We will never know the details of their sisterly life. All we do know is that they did spend most of their short lives together. In 1845, Charlotte was 29 and Emily 27. They had briefly attended various schools, usually together, and usually disliked it. They had tried to start their own school, which failed. They had played together, told stories together and apart. In 1845, Charlotte noticed among her sister's things a book, which she opened. It was a manuscript collection of Emily's poems.
For whatever reason, Charlotte had not been aware that Emily was writing poems, even though they lived in the same house. But she did know that looking at her book was an invasion of privacy.
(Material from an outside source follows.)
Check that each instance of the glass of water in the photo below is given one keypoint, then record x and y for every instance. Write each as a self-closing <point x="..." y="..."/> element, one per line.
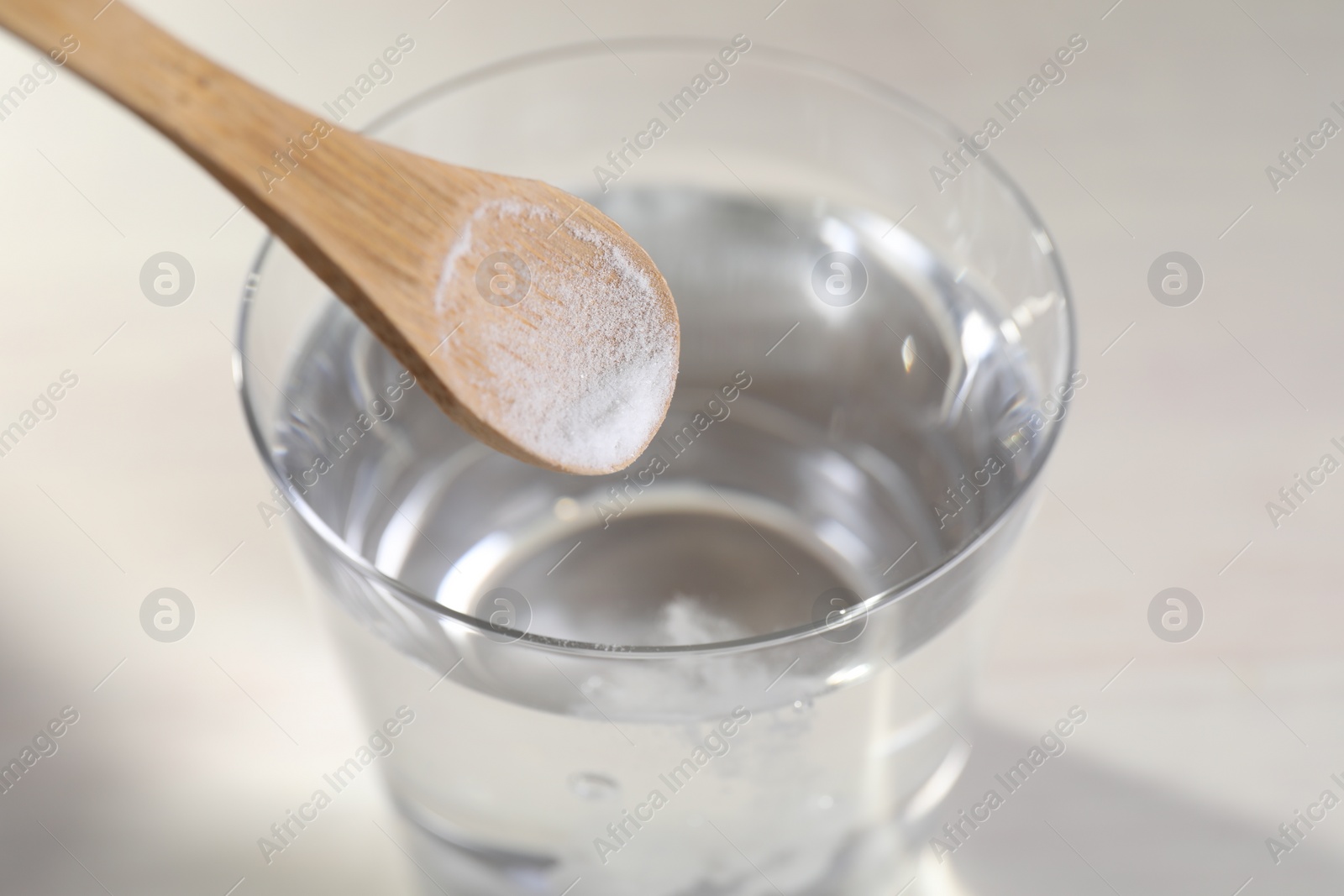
<point x="741" y="665"/>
Charlotte never denied the fact that Emily was angry at her; but she insisted that the poems were good enough to be published, that they must be published, that the Bronte sisters who had failed in the only profession which was open to them could succeed as writers . . . wait a minute. These are Emily's poems we're talking about here. How did her sisters get in on the act?
It seems that neither Emily nor Anne had any interest in publication. This was Charlotte's idea, and she was the driving force. But Charlotte could not conceive of acting without her sisters. She needed them to attack the publishing world together. It seems to be generally agreed that, although all three of them had been writing poetry, Emily's was the best. But Emily, perhaps, was not interested in publishing. Charlotte, at the time, had not written her best work, but she had the desire to succeed. It's a weird symbiotic relationship - and there was Anne too, along for the ride.
Incidentally, I believe that Anne is a better writer than she's been given credit for, and Charlotte is partially to blame for this. After her sisters died, she reissued Emily's Wuthering Heights and Anne's Agnes Grey. She chose not to republish Anne's Tenant of Wildfell Hall. "She hardly thought it worth preserving. The choice of subject had been a mistake; Anne had written it 'under a strange conscientious half-ascetic notion of accomplishing a painful penance and severe duty.'"
That quote is from Rebecca Fraser's biography of the Brontes; there doesn't seem to be a citation but I guess those are Charlotte's words. If so, I've read the book and I do not understand what Charlotte was on about. The Tenant of Wildfell Hall is about alcoholism. We believe that Anne's primary experience with alcoholism was the deterioration and death of her brother Branwell - a long ordeal which affected Charlotte deeply as well, since she and Branwell were very close (arguably, closer than Charlotte and Emily, considering the fact that they were writing partners.) It seems likely to me that Anne was more objective on the subject than Charlotte -- in fact, one of the unusual things about Tenant of Wildfell Hall is its objectivity, a trait lacking in other Bronte works. It's not a bad book; I would not even call it a "painful" book, especially not when compared with Charlotte's Villette.
Anyway. I wanted to write about Emily. But that anecdote does illustrate how Charlotte controlled the work and reputations of her sisters after their death, and how she may have misinterpreted them.
One last fact: Emily spent the last year of her life working on her second novel. We only know that because she mentioned it in a letter to her publisher. We know nothing else about it, not even the title. What happened to the manuscript? Was it deliberately destroyed - and if so, by whom?